Sensitivity-analysis method for inverse simulation application

An important criticism of traditional methods of inverse simulation that are based on the Newton–Raphson algorithm is that they suffer from numerical problems. In this paper these problems are discussed and a new method based on sensitivity-analysis theory is developed and evaluated. The Jacobian matrix may be calculated by solving a sensitivity equation and this has advantages over the approximation methods that are usually applied when the derivatives of output variables with respect to inputs cannot be found analytically. The methodology also overcomes problems of input-output redundancy that arise in the traditional approaches to inverse simulation. The sensitivityanalysis approach makes full use of information within the time interval over which key quantities are compared, such as the difference between calculated values and the given ideal maneuver after each integration step. Applications to nonlinear HS125 aircraft and Lynx helicopter models show that, for this sensitivity-analysis method, more stable and accurate results are obtained than from use of the traditional Newton–Raphson approach.
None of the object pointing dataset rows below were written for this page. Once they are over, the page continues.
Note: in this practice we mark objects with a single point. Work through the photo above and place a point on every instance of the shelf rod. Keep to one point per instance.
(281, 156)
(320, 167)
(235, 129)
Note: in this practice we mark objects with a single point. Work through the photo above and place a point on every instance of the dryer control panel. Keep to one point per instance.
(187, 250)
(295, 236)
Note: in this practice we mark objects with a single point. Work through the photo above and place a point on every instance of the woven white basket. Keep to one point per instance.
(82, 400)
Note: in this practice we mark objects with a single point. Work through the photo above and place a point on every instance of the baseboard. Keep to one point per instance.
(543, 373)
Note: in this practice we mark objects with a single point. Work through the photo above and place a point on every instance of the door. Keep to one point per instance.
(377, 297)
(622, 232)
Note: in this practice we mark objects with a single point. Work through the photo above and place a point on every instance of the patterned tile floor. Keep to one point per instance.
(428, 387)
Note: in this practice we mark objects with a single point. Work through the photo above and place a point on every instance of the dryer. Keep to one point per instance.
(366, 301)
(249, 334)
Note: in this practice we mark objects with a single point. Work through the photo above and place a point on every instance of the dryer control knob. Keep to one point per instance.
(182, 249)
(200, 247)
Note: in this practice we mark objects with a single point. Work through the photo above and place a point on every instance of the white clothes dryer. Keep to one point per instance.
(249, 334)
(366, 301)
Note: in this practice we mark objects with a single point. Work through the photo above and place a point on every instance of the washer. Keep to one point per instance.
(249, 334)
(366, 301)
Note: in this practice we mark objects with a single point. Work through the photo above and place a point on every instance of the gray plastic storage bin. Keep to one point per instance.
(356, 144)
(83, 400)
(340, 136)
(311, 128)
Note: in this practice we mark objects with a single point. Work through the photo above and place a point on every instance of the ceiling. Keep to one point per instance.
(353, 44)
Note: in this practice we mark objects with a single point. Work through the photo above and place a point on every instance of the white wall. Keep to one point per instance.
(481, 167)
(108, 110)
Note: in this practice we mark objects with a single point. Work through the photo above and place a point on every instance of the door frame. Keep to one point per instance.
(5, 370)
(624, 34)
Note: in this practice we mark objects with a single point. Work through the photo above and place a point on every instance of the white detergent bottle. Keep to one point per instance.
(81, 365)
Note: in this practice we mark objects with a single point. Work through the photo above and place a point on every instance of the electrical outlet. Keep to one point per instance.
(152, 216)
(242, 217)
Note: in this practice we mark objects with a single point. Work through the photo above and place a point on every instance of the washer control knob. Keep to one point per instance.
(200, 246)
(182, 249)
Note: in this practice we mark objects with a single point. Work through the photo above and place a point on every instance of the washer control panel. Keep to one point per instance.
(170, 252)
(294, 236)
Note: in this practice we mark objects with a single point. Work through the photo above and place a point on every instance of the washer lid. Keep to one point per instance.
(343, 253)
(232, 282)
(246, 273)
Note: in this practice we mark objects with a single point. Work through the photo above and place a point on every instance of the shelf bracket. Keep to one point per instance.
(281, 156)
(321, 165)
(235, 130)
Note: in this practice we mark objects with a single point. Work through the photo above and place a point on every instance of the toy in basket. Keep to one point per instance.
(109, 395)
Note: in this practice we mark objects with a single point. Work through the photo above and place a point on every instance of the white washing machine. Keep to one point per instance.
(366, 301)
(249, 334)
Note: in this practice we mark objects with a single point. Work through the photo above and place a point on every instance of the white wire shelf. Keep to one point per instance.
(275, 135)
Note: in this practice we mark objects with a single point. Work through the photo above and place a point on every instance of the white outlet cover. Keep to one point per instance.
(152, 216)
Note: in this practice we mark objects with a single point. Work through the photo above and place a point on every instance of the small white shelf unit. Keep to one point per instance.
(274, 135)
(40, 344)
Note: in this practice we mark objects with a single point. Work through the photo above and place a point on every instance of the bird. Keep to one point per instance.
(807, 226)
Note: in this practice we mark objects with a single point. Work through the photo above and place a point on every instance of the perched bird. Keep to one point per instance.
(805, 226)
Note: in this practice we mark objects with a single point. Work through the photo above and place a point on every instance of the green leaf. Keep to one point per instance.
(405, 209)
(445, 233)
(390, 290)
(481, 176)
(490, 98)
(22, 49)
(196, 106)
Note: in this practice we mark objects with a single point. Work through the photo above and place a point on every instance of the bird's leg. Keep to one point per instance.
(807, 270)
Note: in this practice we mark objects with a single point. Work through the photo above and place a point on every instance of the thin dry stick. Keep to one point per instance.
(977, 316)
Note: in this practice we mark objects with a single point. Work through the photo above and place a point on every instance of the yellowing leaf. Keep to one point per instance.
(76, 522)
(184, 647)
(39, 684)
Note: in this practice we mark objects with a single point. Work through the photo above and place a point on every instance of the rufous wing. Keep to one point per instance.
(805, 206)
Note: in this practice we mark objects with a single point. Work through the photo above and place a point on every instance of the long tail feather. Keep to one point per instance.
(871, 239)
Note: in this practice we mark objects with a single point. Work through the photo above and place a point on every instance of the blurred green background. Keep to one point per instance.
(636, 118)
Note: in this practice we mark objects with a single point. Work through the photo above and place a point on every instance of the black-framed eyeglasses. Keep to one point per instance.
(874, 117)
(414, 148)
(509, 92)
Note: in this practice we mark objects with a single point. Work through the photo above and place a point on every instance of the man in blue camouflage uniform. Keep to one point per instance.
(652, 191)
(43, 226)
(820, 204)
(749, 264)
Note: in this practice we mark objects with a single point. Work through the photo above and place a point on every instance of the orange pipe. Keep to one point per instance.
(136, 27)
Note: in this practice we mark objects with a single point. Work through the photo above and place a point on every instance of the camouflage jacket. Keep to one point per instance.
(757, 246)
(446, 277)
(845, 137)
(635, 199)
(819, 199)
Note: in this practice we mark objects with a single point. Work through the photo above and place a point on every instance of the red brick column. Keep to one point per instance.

Genetic Programming for the Automatic Design of Controllers for a Surface Ship

In this paper, the implementation of genetic programming (GP) to design a controller structure is assessed. GP is used to evolve control strategies that, given the current and desired state of the propulsion and heading dynamics of a supply ship as inputs, generate the commanded forces required to maneuver the ship. The controllers created using GP are evaluated through computer simulations and real maneuverability tests in a laboratory water basin facility. The robustness of each controller is analyzed through the simulation of environmental disturbances. In addition, GP runs in the presence of disturbances are carried out so that the different controllers obtained can be compared. The particular vessel used in this paper is a scale model of a supply ship called CyberShip II. The results obtained illustrate the benefits of using GP for the automatic design of propulsion and navigation controllers for surface ships.